Edit: I now see the "People who bought this item also bought" and its all soap making items...i guess that answers my question, lol.


----------



## shunt2011 (Jul 23, 2014)

That would probably work well for what you want to use it for.  There have been many that started with cheese slicers.  I have a Wire cutter that is similar to a cheese slicer and it works well.


----------



## triprolo (Jul 24, 2014)

I just bought that very one a few days ago and have cut two loaves with it. So far, the best decision I have ever made. The hardest thing I have found is keeping the loaf straight. I used a pencil to mark my thickness of cut. I'm thinking I might attach a wood bar to the board to keep my loaf straight while I cut. So far, I'm glad I bought it.


----------



## LuckyStar (Jul 24, 2014)

triprolo said:


> I just bought that very one a few days ago and have cut two loaves with it. So far, the best decision I have ever made. The hardest thing I have found is keeping the loaf straight. I used a pencil to mark my thickness of cut. I'm thinking I might attach a wood bar to the board to keep my loaf straight while I cut. So far, I'm glad I bought it.



I'm thinking i'll just recruit the boyfriend to brace it on both sides while i do the slicing on pre marked indents ^.^


----------



## Amber123 (Jul 24, 2014)

wow! This is awesome..thanks for sharing..I think I'll get this and a slab mold ..I was trying to decide between the wire cutter and slab mold but the price of this and what I need it for will allow me to get both


----------



## Amber123 (Aug 6, 2014)

I got it and used it to cut my beer soap...love it!  I have the same issue keeping it from moving but I just held it tightly before slicing.  I think attaching a wood bar is a great idea!


----------



## Ellacho (Aug 6, 2014)

I have several soap cutters including this one. It's quick and easy to cut into desired sizes. Most of all, the stainless less board makes clean up a breeze! Love it!


----------



## Amber123 (Aug 6, 2014)

What's your technique for keeping it in place?


----------



## cmzaha (Aug 6, 2014)

A friend of mine bought this cutter and has given very good reviews about it  http://tinyurl.com/n2comfg


----------



## Seawolfe (Aug 6, 2014)

I got this mold from SMR because it was a mold and cutter, and I have to say it has really done me well - the built in cutting slots just make everything easier, and I can use it on soaps from other molds (like from a pringles can).


----------



## nframe (Aug 6, 2014)

I also bought a wooden cheese cutter and got my husband to glue and screw two pieces of wood on it as a guide. It works well. Here is a photo of it in a previous post:

http://www.soapmakingforum.com/showpost.php?p=414909&postcount=25

Good luck!


----------



## reinbeau (Aug 6, 2014)

I use the rubbery mesh shelf liner, a small square of it, beneath the soap when I cut with my cheese slicer, it holds the soap well.


----------



## PuddinAndPeanuts (Aug 6, 2014)

Seawolfe said:


> I got this mold from SMR because it was a mold and cutter, and I have to say it has really done me well - the built in cutting slots just make everything easier, and I can use it on soaps from other molds (like from a pringles can).

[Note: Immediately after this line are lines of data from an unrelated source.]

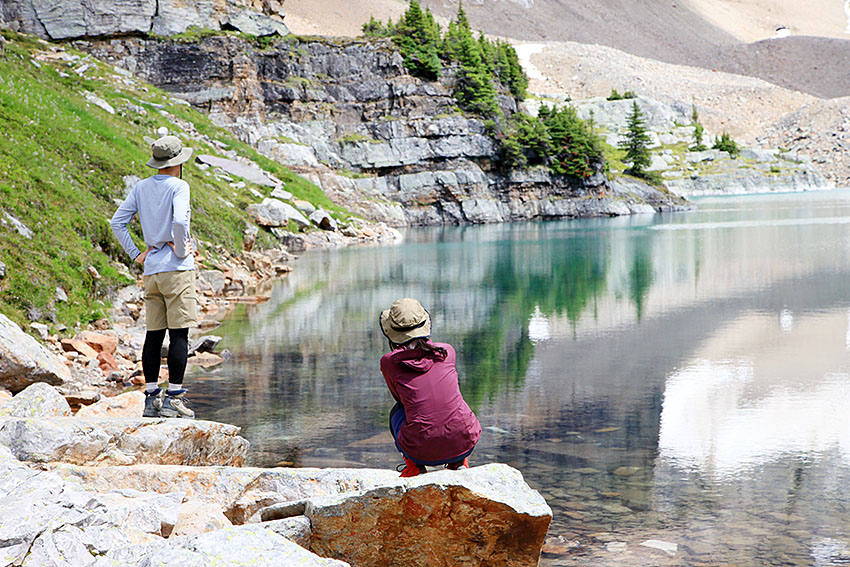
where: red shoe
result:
[399,455,425,478]
[446,458,469,471]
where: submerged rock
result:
[307,464,552,567]
[0,315,71,393]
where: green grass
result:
[0,30,348,327]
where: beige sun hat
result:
[145,136,193,169]
[381,297,431,345]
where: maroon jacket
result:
[381,343,481,461]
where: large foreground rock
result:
[0,447,347,567]
[306,464,552,567]
[0,315,71,393]
[91,525,348,567]
[0,447,183,566]
[0,417,248,466]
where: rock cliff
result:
[0,0,289,39]
[78,37,682,226]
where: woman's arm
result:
[381,358,401,402]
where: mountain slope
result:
[423,0,850,98]
[0,30,338,326]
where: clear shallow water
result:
[189,192,850,565]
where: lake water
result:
[188,191,850,566]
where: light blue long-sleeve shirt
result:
[109,175,195,276]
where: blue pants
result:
[390,402,475,467]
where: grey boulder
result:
[0,315,71,393]
[248,198,310,229]
[0,417,249,466]
[0,382,71,417]
[310,209,339,231]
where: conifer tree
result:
[452,4,501,116]
[393,0,443,80]
[690,105,706,152]
[619,101,652,177]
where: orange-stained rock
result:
[306,464,552,567]
[74,331,118,354]
[97,351,118,374]
[59,339,97,361]
[76,392,145,417]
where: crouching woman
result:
[380,298,481,477]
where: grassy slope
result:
[0,30,344,326]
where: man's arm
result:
[109,189,141,260]
[171,183,192,258]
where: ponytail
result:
[390,337,449,361]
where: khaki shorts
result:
[144,270,198,331]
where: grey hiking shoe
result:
[159,390,195,419]
[142,388,162,417]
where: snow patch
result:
[514,43,544,81]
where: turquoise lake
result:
[187,190,850,566]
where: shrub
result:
[711,132,741,156]
[608,89,637,100]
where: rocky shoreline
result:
[0,296,552,567]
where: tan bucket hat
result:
[381,297,431,345]
[145,136,193,169]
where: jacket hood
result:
[392,349,434,373]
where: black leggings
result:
[142,328,189,384]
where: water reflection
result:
[192,193,850,565]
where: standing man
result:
[110,136,198,419]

That's basically what I have too.  Worked like a charm!


----------



## CraftyRedhead (Sep 18, 2014)

Ellacho said:


> I have several soap cutters including this one. It's quick and easy to cut into desired sizes. Most of all, the stainless less board makes clean up a breeze! Love it!



May I ask where you got this? I've been looking for a large one for a very long time!


----------



## Ellacho (Sep 18, 2014)

CraftyRedhead said:


> May I ask where you got this? I've been looking for a large one for a very long time!



Hi CraftyRedhead,
Two years ago, I bought it on Amazon.com for $17. Since then, the price went up to $22.

Prodyne MW-805 Metal and Wood Cheese Slicer

http://www.amazon.com/dp/B000VXQG7M/?tag=skimlinks_replacement-20


----------



## sethkaylyn (Sep 18, 2014)

reinbeau said:


> I use the rubbery mesh shelf liner, a small square of it, beneath the soap when I cut with my cheese slicer, it holds the soap well.




Thanks reinbeau! I'm having trouble with my loaf moving on my cheese slicer and I think this will fix my problem. So glad I saw this!


----------